• Filipe Manana's avatar
    Btrfs: fix stale dir entries after unlink, inode eviction and fsync · bde6c242
    Filipe Manana authored
    If we remove a hard link from an inode, the inode gets evicted, then
    we fsync the inode and then power fail/crash, when the log tree is
    replayed, the parent directory inode still has entries pointing to
    the name that no longer exists, while our inode no longer has the
    BTRFS_INODE_REF_KEY item matching the deleted hard link (as expected),
    leaving the filesystem in an inconsistent state. The stale directory
    entries can not be deleted (an attempt to delete them causes -ESTALE
    errors), which makes it impossible to delete the parent directory.
    
    This happens because we track the id of the transaction where the last
    unlink operation for the inode happened (last_unlink_trans) in an
    in-memory only field of the inode, that is, a value that is never
    persisted in the inode item stored on the fs/subvol btree. So if an
    inode is evicted and loaded again, the value for last_unlink_trans is
    set to 0, which prevents the fsync from logging the parent directory
    at btrfs_log_inode_parent(). So fix this by setting last_unlink_trans
    to the id of the transaction that last modified the inode when we
    load the inode. This is a pessimistic approach but it always ensures
    correctness with the trade off of ocassional full transaction commits
    when an fsync is done against the inode in the same transaction where
    it was evicted and reloaded when our inode is a directory and often
    logging its parent unnecessarily when our inode is not a directory.
    
    The following test case for fstests triggers the problem:
    
      seq=`basename $0`
      seqres=$RESULT_DIR/$seq
      echo "QA output created by $seq"
      tmp=/tmp/$$
      status=1	# failure is the default!
      trap "_cleanup; exit \$status" 0 1 2 3 15
    
      _cleanup()
      {
          _cleanup_flakey
          rm -f $tmp.*
      }
    
      # get standard environment, filters and checks
      . ./common/rc
      . ./common/filter
      . ./common/dmflakey
    
      # real QA test starts here
      _need_to_be_root
      _supported_fs generic
      _supported_os Linux
      _require_scratch
      _require_dm_flakey
      _require_metadata_journaling $SCRATCH_DEV
    
      rm -f $seqres.full
    
      _scratch_mkfs >>$seqres.full 2>&1
      _init_flakey
      _mount_flakey
    
      # Create our test file with 2 hard links.

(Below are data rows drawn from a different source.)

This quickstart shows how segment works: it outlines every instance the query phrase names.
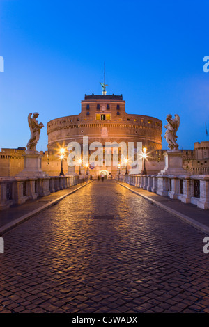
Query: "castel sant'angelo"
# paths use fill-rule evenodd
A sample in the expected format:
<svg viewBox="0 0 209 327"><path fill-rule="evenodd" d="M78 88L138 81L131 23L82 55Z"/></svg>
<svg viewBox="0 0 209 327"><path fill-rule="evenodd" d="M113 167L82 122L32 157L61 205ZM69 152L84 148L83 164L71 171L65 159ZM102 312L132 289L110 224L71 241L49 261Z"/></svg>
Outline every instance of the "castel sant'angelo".
<svg viewBox="0 0 209 327"><path fill-rule="evenodd" d="M123 95L107 95L102 89L102 95L85 95L78 115L56 118L47 123L49 158L57 154L59 148L67 148L70 142L82 145L83 136L88 136L89 143L98 141L104 147L106 142L125 142L127 145L128 142L141 142L149 152L162 148L162 121L147 115L127 113ZM68 173L78 173L79 170L79 167L74 168L73 171L68 168ZM82 174L86 173L86 168L82 166L81 170ZM104 175L111 173L114 177L118 170L118 167L106 167L104 160L102 167L89 169L88 173L96 177L102 171Z"/></svg>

      mkdir $SCRATCH_MNT/testdir
      touch $SCRATCH_MNT/testdir/foo
      ln $SCRATCH_MNT/testdir/foo $SCRATCH_MNT/testdir/bar
    
      # Make sure everything done so far is durably persisted.
      sync
    
      # Now remove one of the links, trigger inode eviction and then fsync
      # our inode.
      unlink $SCRATCH_MNT/testdir/bar
      echo 2 > /proc/sys/vm/drop_caches
      $XFS_IO_PROG -c "fsync" $SCRATCH_MNT/testdir/foo
    
      # Silently drop all writes on our scratch device to simulate a power failure.
      _load_flakey_table $FLAKEY_DROP_WRITES
      _unmount_flakey
    
      # Allow writes again and mount the fs to trigger log/journal replay.
      _load_flakey_table $FLAKEY_ALLOW_WRITES
      _mount_flakey
    
      # Now verify our directory entries.
      echo "Entries in testdir:"
      ls -1 $SCRATCH_MNT/testdir
    
      # If we remove our inode, its parent should become empty and therefore we should
      # be able to remove the parent.
      rm -f $SCRATCH_MNT/testdir/*
      rmdir $SCRATCH_MNT/testdir
    
      _unmount_flakey
    
      # The fstests framework will call fsck against our filesystem which will verify
      # that all metadata is in a consistent state.
    
      status=0
      exit
    
    The test failed on btrfs with:
    
      generic/098 4s ... - output mismatch (see /home/fdmanana/git/hub/xfstests/results//generic/098.out.bad)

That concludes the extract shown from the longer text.